CE Qu’Il Faut Savoir

Les chefs militaires d’Afrique de l’Ouest se sont réunis à Freetown, en Sierra Leone, pour discuter de la création d’une force de 2000 soldats d’ici 2026. Cette initiative vise à lutter contre le terrorisme dans la région, en renforçant la coopération entre la CEDEAO et le G5 Sahel, malgré le retrait de certains pays.

Africa-Press. Les chefs militaires d’Afrique de l’Ouest, lors d’une réunion jeudi à Freetown, en Sierra Leone, ont souligné l’importance d’une coordination étroite entre la Communauté économique des États de l’Afrique de l’Ouest (CEDEAO) et le G5 Sahel dans le cadre de leurs plans pour activer une force de réserve de la CEDEAO.

Les discussions, dirigées par le président de la Sierra Leone et président de la CEDEAO, Julius Maada Bio, se concentrent sur le déploiement de 2000 soldats d’ici la fin de 2026 pour faire face au terrorisme, y compris les menaces pesant sur les pays côtiers.

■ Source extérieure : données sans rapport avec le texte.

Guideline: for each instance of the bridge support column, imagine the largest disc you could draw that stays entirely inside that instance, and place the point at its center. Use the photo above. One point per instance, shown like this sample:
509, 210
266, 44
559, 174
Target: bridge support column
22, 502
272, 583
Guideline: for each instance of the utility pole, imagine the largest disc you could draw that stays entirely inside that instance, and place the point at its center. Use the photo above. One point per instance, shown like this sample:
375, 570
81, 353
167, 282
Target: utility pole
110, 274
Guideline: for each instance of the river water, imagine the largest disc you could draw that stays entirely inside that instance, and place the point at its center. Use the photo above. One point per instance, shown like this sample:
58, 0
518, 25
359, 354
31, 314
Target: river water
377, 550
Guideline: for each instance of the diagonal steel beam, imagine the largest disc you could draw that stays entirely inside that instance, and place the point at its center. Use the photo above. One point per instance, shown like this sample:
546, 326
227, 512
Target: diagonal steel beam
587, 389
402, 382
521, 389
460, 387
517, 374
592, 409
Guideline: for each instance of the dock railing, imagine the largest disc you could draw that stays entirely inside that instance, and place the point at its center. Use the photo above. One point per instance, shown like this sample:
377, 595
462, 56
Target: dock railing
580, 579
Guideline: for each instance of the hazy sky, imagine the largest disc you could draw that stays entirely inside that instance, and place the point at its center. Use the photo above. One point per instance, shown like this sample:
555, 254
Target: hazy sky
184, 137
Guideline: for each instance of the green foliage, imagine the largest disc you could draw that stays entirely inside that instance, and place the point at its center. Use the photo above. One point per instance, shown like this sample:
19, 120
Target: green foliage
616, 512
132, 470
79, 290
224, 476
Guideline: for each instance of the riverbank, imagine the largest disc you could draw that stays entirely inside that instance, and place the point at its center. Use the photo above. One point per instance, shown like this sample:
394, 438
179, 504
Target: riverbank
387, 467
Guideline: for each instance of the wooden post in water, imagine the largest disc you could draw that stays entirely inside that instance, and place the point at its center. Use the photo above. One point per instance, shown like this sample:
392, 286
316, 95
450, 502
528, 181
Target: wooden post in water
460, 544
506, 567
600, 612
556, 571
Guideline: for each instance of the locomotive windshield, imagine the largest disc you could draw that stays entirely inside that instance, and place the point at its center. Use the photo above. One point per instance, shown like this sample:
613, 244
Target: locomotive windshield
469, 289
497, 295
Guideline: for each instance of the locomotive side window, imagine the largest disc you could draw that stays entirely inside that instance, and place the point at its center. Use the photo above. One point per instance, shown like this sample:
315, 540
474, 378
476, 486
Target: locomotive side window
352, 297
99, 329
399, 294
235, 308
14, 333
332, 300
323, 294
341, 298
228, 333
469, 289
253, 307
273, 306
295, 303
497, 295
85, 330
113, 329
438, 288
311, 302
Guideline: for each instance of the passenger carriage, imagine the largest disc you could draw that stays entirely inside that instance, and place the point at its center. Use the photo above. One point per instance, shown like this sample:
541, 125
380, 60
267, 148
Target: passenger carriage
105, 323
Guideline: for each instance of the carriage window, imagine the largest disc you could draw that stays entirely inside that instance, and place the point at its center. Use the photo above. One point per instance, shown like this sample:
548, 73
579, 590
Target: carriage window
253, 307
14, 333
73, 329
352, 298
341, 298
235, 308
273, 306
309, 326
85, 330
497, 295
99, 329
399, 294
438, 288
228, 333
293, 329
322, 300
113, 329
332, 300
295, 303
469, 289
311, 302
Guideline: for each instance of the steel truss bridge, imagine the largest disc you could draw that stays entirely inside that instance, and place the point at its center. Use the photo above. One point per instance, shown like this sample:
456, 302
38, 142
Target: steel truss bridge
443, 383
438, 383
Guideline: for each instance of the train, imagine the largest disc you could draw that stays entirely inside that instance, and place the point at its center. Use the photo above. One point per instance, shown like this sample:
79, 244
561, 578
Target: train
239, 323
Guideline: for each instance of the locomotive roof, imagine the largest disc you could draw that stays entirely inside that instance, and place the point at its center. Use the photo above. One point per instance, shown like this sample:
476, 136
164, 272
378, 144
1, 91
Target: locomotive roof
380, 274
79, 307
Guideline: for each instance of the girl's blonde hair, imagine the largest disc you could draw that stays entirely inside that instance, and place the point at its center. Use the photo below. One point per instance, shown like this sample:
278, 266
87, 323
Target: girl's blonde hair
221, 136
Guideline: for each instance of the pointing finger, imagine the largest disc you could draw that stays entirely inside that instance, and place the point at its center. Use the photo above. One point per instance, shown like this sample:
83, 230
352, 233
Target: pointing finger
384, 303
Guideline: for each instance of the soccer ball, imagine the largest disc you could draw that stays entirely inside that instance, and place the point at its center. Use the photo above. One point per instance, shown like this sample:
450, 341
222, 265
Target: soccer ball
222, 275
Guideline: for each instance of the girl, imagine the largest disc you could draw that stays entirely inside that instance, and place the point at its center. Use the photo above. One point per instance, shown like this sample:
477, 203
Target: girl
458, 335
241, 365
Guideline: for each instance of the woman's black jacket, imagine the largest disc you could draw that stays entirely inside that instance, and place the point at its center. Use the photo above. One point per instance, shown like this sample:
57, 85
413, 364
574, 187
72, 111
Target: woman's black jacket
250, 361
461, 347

Les participants ont insisté sur la “nécessité d’une coordination étroite entre les deux organisations pour garantir la sécurité régionale”, malgré le retrait du Mali, du Burkina Faso et du Niger de la CEDEAO pour former une alliance économique distincte.

Les États membres devraient déterminer leurs contributions en troupes, en mettant l’accent sur le financement autonome et l’utilisation des ressources internes avant de solliciter un soutien extérieur.

Cette initiative pour activer la force d’intervention rapide de la CEDEAO intervient dans un contexte de montée des attaques en Afrique de l’Ouest.

Selon l’Indice mondial du terrorisme, plus de la moitié des décès liés au terrorisme dans le monde en 2024 se sont produits dans cette région, soulignant la nécessité d’une réponse rapide et coordonnée.

L’Afrique de l’Ouest fait face à une montée des menaces terroristes, exacerbée par des conflits internes et des instabilités politiques. La CEDEAO, en tant qu’organisation régionale, a pour mission de promouvoir la paix et la sécurité, mais doit faire face à des défis majeurs, notamment le retrait de certains États membres. La création d’une force de réaction rapide est une réponse à la nécessité croissante d’une action collective contre le terrorisme dans la région, où les attaques ont considérablement augmenté ces dernières années.